Ich will aber auch daran erinnern, dass wir hier alle schon im Gespräch sind, und das kann das Parlament eigentlich für sich sozusagen als Pluspunkt verbuchen. Und natürlich – das sage ich jetzt in Anführungszeichen – schadet auch nicht eine Debatte darüber, aber wahrscheinlich ist es so, dass diese Empfehlungen so im Fluss waren, dass die Menschen begonnen haben zu arbeiten. Wenn ich sehe, was der Landeselternrat sich auf seiner letzten Beratung auf die Fahnen geschrieben hat, dass man ein Gremium für sich schaffen will, wenn ich sehe, was wir an Dokumentationen herausgegeben haben, es gibt ja auch eine Landtagsdrucksache dazu, wenn ich sehe, was Schulelternräte in den Landkreisen, in den Schulen diskutieren, dann ist das doch eigentlich für das Parlament, wenn man es ganz genau nimmt, das, was man sich immer wünscht. Das, was man sozusagen angeschoben hat, ist bei den Menschen gelandet und wird schon breit im Land diskutiert. Also dafür erst mal Dank und Respekt.
Sie haben das selbst zitiert, das Wort von der Rosinenpickerei. Es erinnert mich ein bisschen an gestern. Genau das ist es doch, was immer wieder passiert. Man beklagt es und eigentlich passiert es. Deshalb vielleicht auch von dieser Stelle noch mal die herzliche Einladung: Wenn es so viele Punkte gibt, in denen wir übereinstimmen, und wir auch mal abstrahieren, dass das eine oder andere in den nächsten zwei, drei, vier, fünf, zehn, fünfzehn Jahren auch immer etwas mit Haushaltsfragen zu tun hat, die aber im Haushaltsgesetz geklärt werden müssen, dann ist doch gegen die Mechanik der Einführung der Selbstständigen Schule, der schülerbezogenen Mittelzuweisung und der individuellen Förderung gar nichts zu sagen. Und diesen Mut zu haben, ich sage das jetzt auch noch mal ganz ausdrücklich an die FDP und die Fraktion DIE LINKE, das wäre mal etwas für Mecklenburg-Vorpommern.

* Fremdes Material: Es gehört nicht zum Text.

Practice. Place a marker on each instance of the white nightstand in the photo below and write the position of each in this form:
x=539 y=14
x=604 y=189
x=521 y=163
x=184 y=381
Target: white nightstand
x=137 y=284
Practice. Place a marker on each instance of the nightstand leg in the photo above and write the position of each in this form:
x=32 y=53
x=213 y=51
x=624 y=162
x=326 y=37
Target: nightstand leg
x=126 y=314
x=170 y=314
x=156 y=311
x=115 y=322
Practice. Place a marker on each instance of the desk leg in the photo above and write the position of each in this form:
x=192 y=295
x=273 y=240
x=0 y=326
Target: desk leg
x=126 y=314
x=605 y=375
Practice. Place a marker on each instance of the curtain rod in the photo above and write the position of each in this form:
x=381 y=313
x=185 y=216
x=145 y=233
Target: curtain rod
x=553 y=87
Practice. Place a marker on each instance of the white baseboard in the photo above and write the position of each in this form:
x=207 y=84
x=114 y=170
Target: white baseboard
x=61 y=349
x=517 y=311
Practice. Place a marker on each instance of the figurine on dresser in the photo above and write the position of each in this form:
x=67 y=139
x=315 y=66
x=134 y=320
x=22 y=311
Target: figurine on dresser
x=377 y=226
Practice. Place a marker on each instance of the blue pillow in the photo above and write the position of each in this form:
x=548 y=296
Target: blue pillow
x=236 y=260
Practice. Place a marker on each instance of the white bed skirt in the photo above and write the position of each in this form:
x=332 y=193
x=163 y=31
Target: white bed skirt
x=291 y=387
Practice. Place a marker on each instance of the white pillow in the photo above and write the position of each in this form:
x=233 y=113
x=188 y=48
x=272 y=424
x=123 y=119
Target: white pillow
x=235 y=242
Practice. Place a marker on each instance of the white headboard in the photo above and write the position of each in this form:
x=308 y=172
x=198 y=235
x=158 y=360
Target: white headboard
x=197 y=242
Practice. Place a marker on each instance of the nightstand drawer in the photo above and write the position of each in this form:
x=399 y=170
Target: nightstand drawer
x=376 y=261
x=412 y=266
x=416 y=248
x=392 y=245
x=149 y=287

Und Sie haben natürlich recht, Herr Bluhm, wenn Sie sagen, da ist eine Unruhe. Diese innere Unruhe haben wir gewollt, aber wir sollten doch nicht diese Szenarien malen von Schulschließungen, die vielleicht unabhängig von unserem Handeln – denn die Schulentwicklungspläne müssen geschrieben werden – stattfinden. Es ist vielleicht auch eine wie auch immer geartete Erkenntnis auf jeder Seite und dafür bekommt man auch auf den jeweiligen Parteitagen keinen Applaus.
Wir haben in diesem Land kein dreigliedriges Schulsystem mehr. Wenn wir ganz ehrlich alle miteinander umgehen, und wir kennen das von den Wahlkämpfen, hat dieses Land de facto – de facto! – von Anfang an ein zweigliedriges System gehabt, das, was wir gestern alle Richtung Sachsen sozusagen betrachtet haben. Also nehmen wir es doch.